Joseph Kabila, âgé de trente-cinq ans, est bien le premier président démocratiquement élu de la République démocratique du Congo ; il a prêté serment en décembre 2006, à Kinshasa, devant de nombreux confrères africains et chefs de gouvernement. A la fin du mois, après diverses consultations, il a nommé Antoine Gizenga, au poste de Premier ministre de son tout premier gouvernement de la troisième République de RDC. Le Premier ministre de la RDC veut aller vite, mais à défaut d’avoir toutes les réponses des différentes tendances, il doit temporiser avant de constituer son gouvernement.

La formation du nouveau gouvernement dans l’expectative

Antoine Gizenga, le Premier ministre, doit retarder ses consultations pour des « raisons techniques ». D’après Adolphe Mozitu, le secrétaire national du Parti lumumbiste unifié (Palu) qu’Antoine Gizenga a créé en 1964, le chef du gouvernement doit attendre que les bureaux de la Primature soient prêts.

Les prévisions et spéculations sur la constitution du nouveau gouvernement vont bon train.

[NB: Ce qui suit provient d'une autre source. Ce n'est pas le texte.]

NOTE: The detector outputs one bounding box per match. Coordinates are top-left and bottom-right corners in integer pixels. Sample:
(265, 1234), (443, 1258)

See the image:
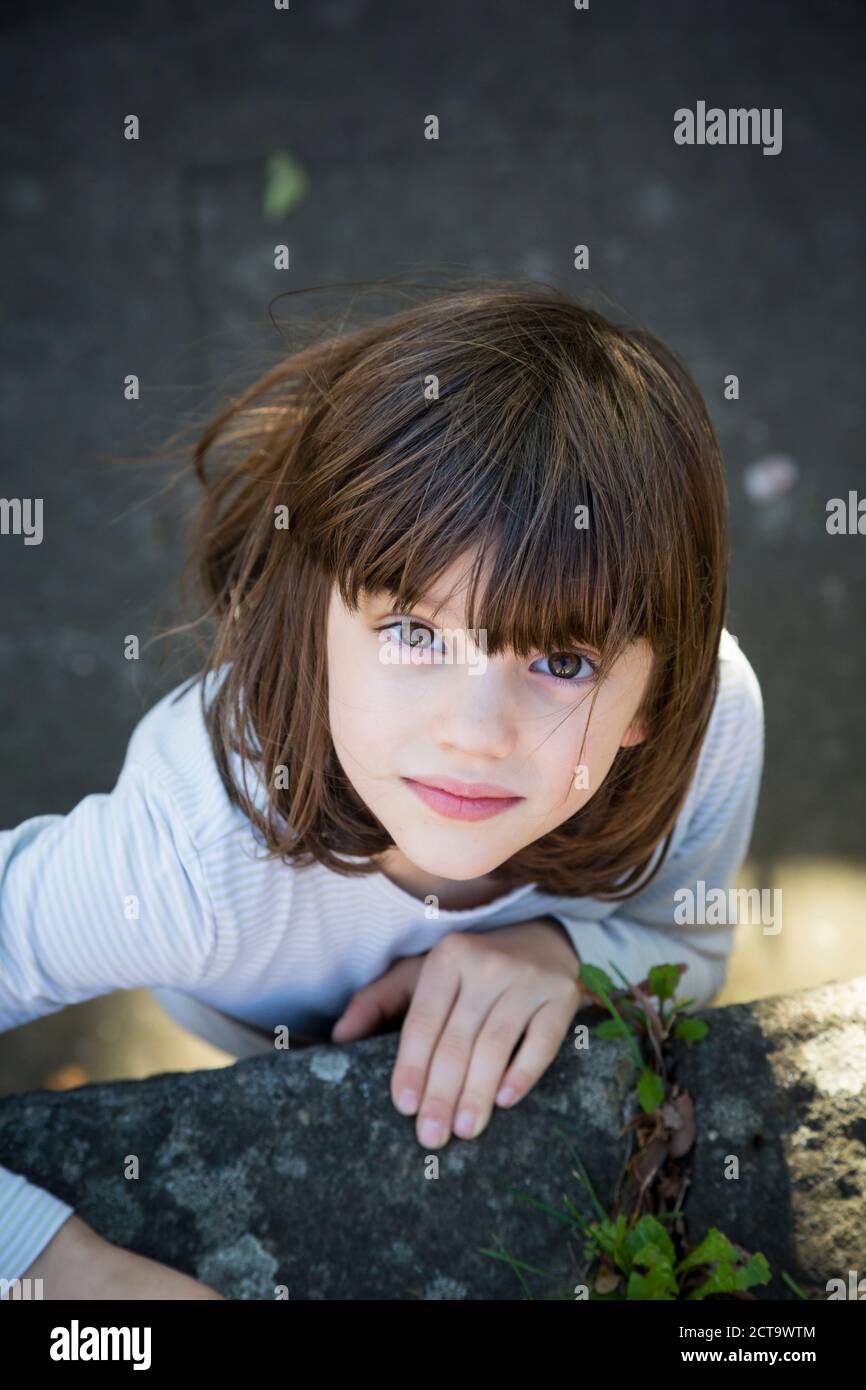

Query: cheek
(544, 705), (620, 812)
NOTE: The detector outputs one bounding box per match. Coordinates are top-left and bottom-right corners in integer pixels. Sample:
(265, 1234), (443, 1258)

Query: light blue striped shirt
(0, 632), (763, 1280)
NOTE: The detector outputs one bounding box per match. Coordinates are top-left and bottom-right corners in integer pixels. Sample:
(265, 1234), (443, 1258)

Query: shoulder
(121, 667), (261, 849)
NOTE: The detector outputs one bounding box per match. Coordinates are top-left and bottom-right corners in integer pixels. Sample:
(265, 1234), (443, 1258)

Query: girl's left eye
(530, 652), (598, 685)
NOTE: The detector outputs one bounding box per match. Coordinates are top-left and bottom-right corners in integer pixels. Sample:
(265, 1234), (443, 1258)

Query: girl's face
(328, 550), (652, 885)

Les observateurs s’interrogent sur la marge de manœuvre d’Antoine Gizenga dans la conduite des affaires publiques, dans un environnement politique majoritairement sous influence du chef de l’Etat. Le Premier ministre devra faire face aux « mandarins » d’avant qui risquent d’opérer leur retour, voire qui lui seront imposés comme ministres de la majorité AMP [Alliance pour la majorité présidentielle, car faisant partie de la cour du président Kabila. Antoine Gizenga va devoir former un gouvernement de large coalition et se battre contre les clivages partisans. Il devra aussi préserver le soutien des bailleurs de fonds internationaux qui ont financé pendant la transition (2003-2006) plus de la moitié du budget de l’Etat.

Parmi deux des principales ex-rébellions de la dernière guerre de 1998 à 2003 : le Rassemblement congolais pour la démocratie (RCD) d’Azarias Ruberwa a souhaité faire partie du gouvernement Gizenga ; l’Union pour la nation (UN), soutenant le candidat malheureux à la présidentielle Jean-Pierre Bemba, ne fera pas partie de l’équipe gouvernementale. L’UN a levé l’option de rester dans l’opposition forte, républicaine et critique. De son côté, Jean-Pierre Bemba a annoncé à la mi-décembre son intention de briguer un siège de sénateur à Kinshasa, ville dans laquelle il est très populaire, lors des élections sénatoriales qui auront lieu le 16 janvier.

Combien faudra-t-il de membres pour qu’il y ait réellement un gouvernement représentatif ? Les bailleurs de fonds internationaux souhaitent un gouvernement resserré. Or ils risquent d’être déçu, si monsieur Gizenga doit faire plaisir à toutes les tendances. Aura-t-on un gouvernement pléthorique ? Joseph Kabila a accompagné l’ordonnance de nomination d’Antoine Gizenga d’une lettre dans laquelle il lui demande de respecter, dans la composition de son gouvernement, les principes de « représentativité nationale » ainsi que les « critères de compétence, d’honorabilité, de crédibilité et d’intégrité ».

Engagements d’antoine Gizenga sur la constitution du gouvernement

Antoine Gizenga, ancien vice-Premier ministre de Patrice Lumumba, destitué et emprisonné en 1964, est un homme de principes. Il joue enfin un rôle politique majeur et ceci après vingt-cinq ans d’exil et seize ans d’opposition aux régimes de Mobutu puis de Kabila père et de Kabila fils. Il est rentré en RDC en 1992, après un exil en URSS, en Angola et à Brazzaville, il a siégé au Parlement de transition de 2003 à 2006, mais il a refusé de participer au gouvernement de transition.

Il a la lourde tâche de constituer l’équipe qui va devoir s’attaquer aux vastes chantiers de reconstruction du pays. De fait, Antoine Gizenga avait déjà averti en décembre que « les pillards, sanguinaires, corrompus et autres sont exclus d’office ». Il s’oppose par principe à l’entrée au gouvernement de personnalités de l’entourage du président Kabila citées dans des rapports parlementaires sur les contrats miniers opaques ou dans ceux de l’Onu sur le pillage des ressources naturelles de la RDC. La fermeté du chef du gouvernement rencontre l’assentiment d’une forte majorité de Congolais, qui souhaitent voir enfin leur pays rompre avec les anti-valeurs des régimes précédents.

Antoine Gizenga, quatre-vingt-un ans, doyen des hommes politiques congolais, était arrivé en troisième position, après Jean-Pierre Bemba, au premier tour de la présidentielle de juillet, avec 13,06% des voix. A la suite de ce bon score, il avait signé, avant le second tour, un accord avec la coalition politique de Kabila, l’AMP, l’assurant de son soutien en échange de la promesse que le poste de Premier ministre irait à un membre de son parti.